Though filters had to be added to remove oxygen ions from the beam - they were causing oxides
to form on the surfaces of the etched chips. This convenience as well as the microscope's high
contrast images made it easy for technicians to look at malfunctioning chips to see if
they might have a broken connection, an invasive particle on it or some other flaw. As integrated circuits have
gotten denser over the years, this has pushed the SEM industry
to keep up. This includes the use of digitization and software to improve
imagery and shrinking the resolution. ## Carl Zeiss I want to thank an anonymous friend of the channel
who works at Carl Zeiss for suggesting this topic. Unfortunately, Cambridge's historic role in
the development of the SEM did not save it, financially. Persistently high
R&D and manufacturing costs as well as a few bad acquisitions
later cost Pritchard his job. As it turned out, SEM-like devices had
been invented intermittently in Japan, France, and the Soviet Union. The British
firm Metropolitan-Vickers/Associated Electrical Industries even sold one SEM-ish
unit back in 1959 but it failed to work well. But when Cambridge demonstrated the
instrument's commercial viability, others rushed in. Fierce competition ensued
particularly from the Japanese - the first Japanese SEM came just six months
after the Stereoscan's debut. In 1968, Cambridge faced a hostile takeover
from another firm - forcing them to sell themselves to George Kent Limited,
another British instruments maker. A few years later in 1974, George Kent was itself
acquired by the Swiss electronics company Brown Boveri. In doing so, Cambridge was spun
off once more as an independent company. Some time after that, Cambridge becomes part
of the famed German company - Carl Zeiss. ## Conclusion Charles Oatley retired from Cambridge in 1971,
but continued to spend his retired life on the development of his microscope.

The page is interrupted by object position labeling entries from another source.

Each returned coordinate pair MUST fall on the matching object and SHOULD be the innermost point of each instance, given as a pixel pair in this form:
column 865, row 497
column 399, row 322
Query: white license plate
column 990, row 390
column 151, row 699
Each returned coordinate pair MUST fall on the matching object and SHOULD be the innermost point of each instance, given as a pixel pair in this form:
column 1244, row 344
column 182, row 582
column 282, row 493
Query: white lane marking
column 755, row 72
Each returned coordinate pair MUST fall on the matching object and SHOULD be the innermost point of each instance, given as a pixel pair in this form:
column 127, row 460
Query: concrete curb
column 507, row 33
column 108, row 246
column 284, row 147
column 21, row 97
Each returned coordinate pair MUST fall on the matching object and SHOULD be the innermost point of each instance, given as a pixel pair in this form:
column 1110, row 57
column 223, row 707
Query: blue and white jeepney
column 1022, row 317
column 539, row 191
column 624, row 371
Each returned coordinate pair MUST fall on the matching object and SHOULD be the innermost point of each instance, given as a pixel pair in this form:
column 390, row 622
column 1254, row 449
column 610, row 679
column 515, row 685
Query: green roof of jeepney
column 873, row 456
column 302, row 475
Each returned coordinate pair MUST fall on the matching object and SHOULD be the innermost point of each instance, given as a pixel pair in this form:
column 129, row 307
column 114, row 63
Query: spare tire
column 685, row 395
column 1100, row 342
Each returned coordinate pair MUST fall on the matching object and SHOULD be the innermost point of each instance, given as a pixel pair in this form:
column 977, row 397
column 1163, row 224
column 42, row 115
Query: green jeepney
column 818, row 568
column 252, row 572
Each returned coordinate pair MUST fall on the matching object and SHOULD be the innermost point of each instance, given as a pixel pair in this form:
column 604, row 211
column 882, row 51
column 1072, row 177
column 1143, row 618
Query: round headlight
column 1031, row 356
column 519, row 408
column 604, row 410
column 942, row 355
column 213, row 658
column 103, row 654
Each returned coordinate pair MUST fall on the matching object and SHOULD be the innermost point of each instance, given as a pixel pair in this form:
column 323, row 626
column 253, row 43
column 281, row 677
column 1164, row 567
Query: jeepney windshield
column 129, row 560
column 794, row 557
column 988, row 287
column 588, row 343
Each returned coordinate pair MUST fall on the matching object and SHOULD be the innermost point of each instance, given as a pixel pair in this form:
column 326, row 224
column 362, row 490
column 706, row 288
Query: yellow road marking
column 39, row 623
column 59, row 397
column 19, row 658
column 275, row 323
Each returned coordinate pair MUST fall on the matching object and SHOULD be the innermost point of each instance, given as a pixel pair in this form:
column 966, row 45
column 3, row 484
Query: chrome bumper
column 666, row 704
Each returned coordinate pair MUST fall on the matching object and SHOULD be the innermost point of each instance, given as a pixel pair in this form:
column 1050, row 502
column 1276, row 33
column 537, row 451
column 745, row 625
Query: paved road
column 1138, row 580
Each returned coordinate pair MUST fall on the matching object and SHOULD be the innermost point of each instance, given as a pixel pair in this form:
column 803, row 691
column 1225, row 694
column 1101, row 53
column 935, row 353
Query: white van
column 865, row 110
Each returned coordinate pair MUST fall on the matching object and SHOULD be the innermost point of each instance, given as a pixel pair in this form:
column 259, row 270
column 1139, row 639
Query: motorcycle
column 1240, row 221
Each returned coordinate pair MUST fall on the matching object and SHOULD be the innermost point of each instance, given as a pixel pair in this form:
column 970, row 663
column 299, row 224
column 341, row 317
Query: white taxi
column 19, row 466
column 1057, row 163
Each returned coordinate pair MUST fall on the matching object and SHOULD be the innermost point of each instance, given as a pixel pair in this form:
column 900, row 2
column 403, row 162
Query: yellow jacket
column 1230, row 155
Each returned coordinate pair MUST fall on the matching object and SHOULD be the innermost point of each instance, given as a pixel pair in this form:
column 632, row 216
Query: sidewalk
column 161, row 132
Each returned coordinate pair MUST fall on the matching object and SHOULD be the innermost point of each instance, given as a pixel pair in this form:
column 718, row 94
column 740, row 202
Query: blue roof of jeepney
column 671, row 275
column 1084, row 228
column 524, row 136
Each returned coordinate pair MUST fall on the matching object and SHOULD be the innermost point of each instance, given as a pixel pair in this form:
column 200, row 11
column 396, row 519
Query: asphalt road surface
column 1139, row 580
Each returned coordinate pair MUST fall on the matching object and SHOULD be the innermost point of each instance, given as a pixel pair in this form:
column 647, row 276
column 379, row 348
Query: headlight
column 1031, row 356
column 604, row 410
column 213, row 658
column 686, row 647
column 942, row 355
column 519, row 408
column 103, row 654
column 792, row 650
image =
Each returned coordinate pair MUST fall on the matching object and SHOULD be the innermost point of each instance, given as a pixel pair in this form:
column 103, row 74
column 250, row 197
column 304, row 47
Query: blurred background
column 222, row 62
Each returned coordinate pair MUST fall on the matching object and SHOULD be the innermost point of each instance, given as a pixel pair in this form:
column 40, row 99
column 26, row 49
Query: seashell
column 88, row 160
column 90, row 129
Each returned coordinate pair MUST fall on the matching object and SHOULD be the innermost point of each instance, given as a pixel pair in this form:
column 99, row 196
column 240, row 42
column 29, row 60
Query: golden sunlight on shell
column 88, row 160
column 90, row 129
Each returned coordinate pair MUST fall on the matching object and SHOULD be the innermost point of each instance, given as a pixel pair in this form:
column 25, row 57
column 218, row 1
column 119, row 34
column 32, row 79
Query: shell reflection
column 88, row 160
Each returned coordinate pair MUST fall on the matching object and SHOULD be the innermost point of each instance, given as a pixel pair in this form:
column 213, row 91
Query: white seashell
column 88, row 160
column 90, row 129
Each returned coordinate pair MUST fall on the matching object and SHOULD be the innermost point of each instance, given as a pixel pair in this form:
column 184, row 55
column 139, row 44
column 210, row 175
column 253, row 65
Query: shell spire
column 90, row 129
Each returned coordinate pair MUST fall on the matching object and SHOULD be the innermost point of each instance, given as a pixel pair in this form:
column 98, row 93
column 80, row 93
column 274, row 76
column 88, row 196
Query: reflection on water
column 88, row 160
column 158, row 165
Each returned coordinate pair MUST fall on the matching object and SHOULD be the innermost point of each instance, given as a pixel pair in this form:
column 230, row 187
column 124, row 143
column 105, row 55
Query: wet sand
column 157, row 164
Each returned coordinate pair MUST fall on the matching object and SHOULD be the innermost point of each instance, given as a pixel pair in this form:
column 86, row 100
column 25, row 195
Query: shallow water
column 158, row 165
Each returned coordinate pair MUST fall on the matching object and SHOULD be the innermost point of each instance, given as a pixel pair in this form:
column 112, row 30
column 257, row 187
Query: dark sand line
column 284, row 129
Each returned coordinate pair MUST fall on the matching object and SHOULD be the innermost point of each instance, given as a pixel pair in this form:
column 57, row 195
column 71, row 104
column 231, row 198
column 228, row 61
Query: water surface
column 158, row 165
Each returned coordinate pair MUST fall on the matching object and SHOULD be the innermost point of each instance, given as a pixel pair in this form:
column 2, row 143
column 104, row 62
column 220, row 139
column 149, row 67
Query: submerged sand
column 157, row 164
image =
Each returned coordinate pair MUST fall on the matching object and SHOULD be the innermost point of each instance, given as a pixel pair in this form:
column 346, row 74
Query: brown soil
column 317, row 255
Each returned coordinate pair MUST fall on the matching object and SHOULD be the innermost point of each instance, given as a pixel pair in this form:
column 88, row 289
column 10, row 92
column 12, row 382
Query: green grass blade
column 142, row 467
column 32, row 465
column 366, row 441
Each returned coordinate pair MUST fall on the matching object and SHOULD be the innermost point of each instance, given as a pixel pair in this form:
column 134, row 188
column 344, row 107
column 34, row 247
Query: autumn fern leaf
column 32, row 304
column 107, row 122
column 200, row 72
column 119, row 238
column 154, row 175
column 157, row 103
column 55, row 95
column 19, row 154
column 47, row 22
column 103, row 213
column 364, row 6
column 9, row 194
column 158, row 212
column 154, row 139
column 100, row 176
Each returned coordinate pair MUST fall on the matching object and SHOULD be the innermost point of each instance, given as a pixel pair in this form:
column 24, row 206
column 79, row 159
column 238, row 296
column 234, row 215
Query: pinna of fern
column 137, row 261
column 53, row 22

Three years later, he was knighted. In 1982, he published an iconic, highly
cited paper on his work - humbly titled as always "The early history of the
scanning electron microscope". It was a critical source for this
video, and I recommend it. Oatley spent the rest of his life tending to
his garden, passing away at the age of 92. His students remember him as a quiet, humble
man who paved the way for his students. And many of his students indeed went
on to great things. For instance, Ian Ross was a transistor pioneer, and
went on to be the president of Bell Labs. Thomas Everhart became the fifth president
of the California Institute of Technology. And Alec Broers is an e-beam pioneer, and became Cambridge's vice-chancellor
- which delighted Oatley. Carl Zeiss Microscopy continues to honor the
legacy of Oatley and his team at Cambridge Engineering, with various pages explaining his
story. A quiet man, who made a deep impact on his students and through persistence opened up
an entire new world for all of us. What a legacy.